Why our Connection to the Forests Can Never Be Overlooked
By Scott Steen
The American spirit has been shaped by the nation’s majestic landscapes. From the mountains and grasslands, to what must have once seemed like endless forests, the untamed, natural world has inspired us to explore, to dream big dreams, and to ponder the transcendent, all while providing us with countless tangible benefits.
Today, Americans seem less and less connected with the natural world that has shaped our national character, while many of our greatest natural resources—including forests—are threatened or disappearing. This disconnection is happening at a time when we need nature more than ever, as our understanding of the fragile and critical connection between the health of the natural world and our own well-being continues to grow. Our stewardship of both rural and urban forests is inextricably linked to the air we breathe, the water we drink, the food we eat, the medicines that heal us, and the temperature of the planet.
In February, the Obama Administration released two policy statements that have major implications for the future of our nation’s forests. Both initiatives deserve bipartisan support.

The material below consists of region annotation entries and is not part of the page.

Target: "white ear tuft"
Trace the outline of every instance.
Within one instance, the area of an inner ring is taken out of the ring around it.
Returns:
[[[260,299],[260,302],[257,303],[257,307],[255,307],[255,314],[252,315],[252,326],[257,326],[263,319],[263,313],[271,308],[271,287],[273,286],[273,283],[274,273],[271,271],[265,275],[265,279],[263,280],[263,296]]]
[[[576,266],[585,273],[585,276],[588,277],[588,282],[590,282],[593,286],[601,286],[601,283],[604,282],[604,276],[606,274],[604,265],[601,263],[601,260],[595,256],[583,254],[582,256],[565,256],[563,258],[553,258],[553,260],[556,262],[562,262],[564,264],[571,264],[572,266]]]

The America’s Great Outdoors (AGO) report follows President Obama’s April 2010 call for an initiative to reconnect the American people to their nation’s land, water, forests, and cultural heritage, building upon conservation successes in communities across the nation. AGO recognizes that many of the best ideas come from outside of Washington. As the President said in a memo last year, “Across America, communities are uniting to protect the places they love, and developing new approaches to saving and enjoying the outdoors. They are bringing together farmers and ranchers, land trusts, recreation and conservation groups, sportsmen, community park groups, governments and industry, and people from all over the country to develop new partnerships and innovative programs to protect and restore our outdoor legacy.” AGO seeks to make the Federal Government a better partner with states, native tribes, and local communities in an effort to protect our nation’s natural heritage, and encourage all Americans to enjoy it more.
The Forest Service’s Planning Rule proposes a set of policies for future management of our 191-million-acre National Forest System and the rules by which the public will be engaged in decisions for this management. “This proposed planning rule seeks to conserve our forests for the benefit of water, wildlife, recreation, and the economic vitality of our rural communities,” Agriculture Secretary Tom Vilsack said. “The proposed rule will provide the tools to the Forest Service to make our forests more resilient to many threats, including pests, catastrophic fire, and climate change.”
Both of these policies hold great promise as they seek to engage people in rural and urban communities, connect us to the forests and natural landscapes that surround us, and encourage all of us to participate in the restoration and protection of our vital forestland. Both have been developed with extensive public involvement. They reflect the kind of balanced, clear-headed approaches that American Forests has advocated throughout its history. Specifically, both of these proposals:
• Engage people in the communities where they live, viewing citizens and both public and private institutions as partners in the planning process
• Work through multi-stakeholder, collaborative processes to identify priority issues, develop solutions, and implement actions
• Invest in landscape or watershed-scale initiatives that involve all lands and landowners, and seek long-term ecosystem restoration
• Employ a management approach that seeks to learn throughout the process and make adjustments accordingly
The vision and principles in these documents are also reflected in the Administration’s Fiscal Year 2012 funding proposals for the Forest Service, which are now being considered by Congress. American Forests recently submitted testimony to the House Interior Appropriations Subcommittee supporting strong funding for many of the programs advancing this vision.
As I write this, Washington is engaged in a fierce budget battle to fund the rest of 2011. And while these are no doubt difficult times with many competing priorities, we cannot lose sight of the fact that our natural legacy is also our promise for the future. Investing a little in America’s forests pays off in countless ways that benefit us directly, as well as future generations: cleaner air, cleaner water, recreation, wildlife habitat, new medicines, and a cooler planet, to name a few.
America’s Great Outdoors and the Forest Service Planning Rule can help us to realize these benefits. This focus on our great landscapes in general, and forests in particular, also reminds us of the intimate connection between our natural world and our national character—of independence and interdependence, the willingness and ingenuity to face tough obstacles, a generosity of spirit, and the inspiration to dream big. With all that is going on in the world today, we could use the reminder.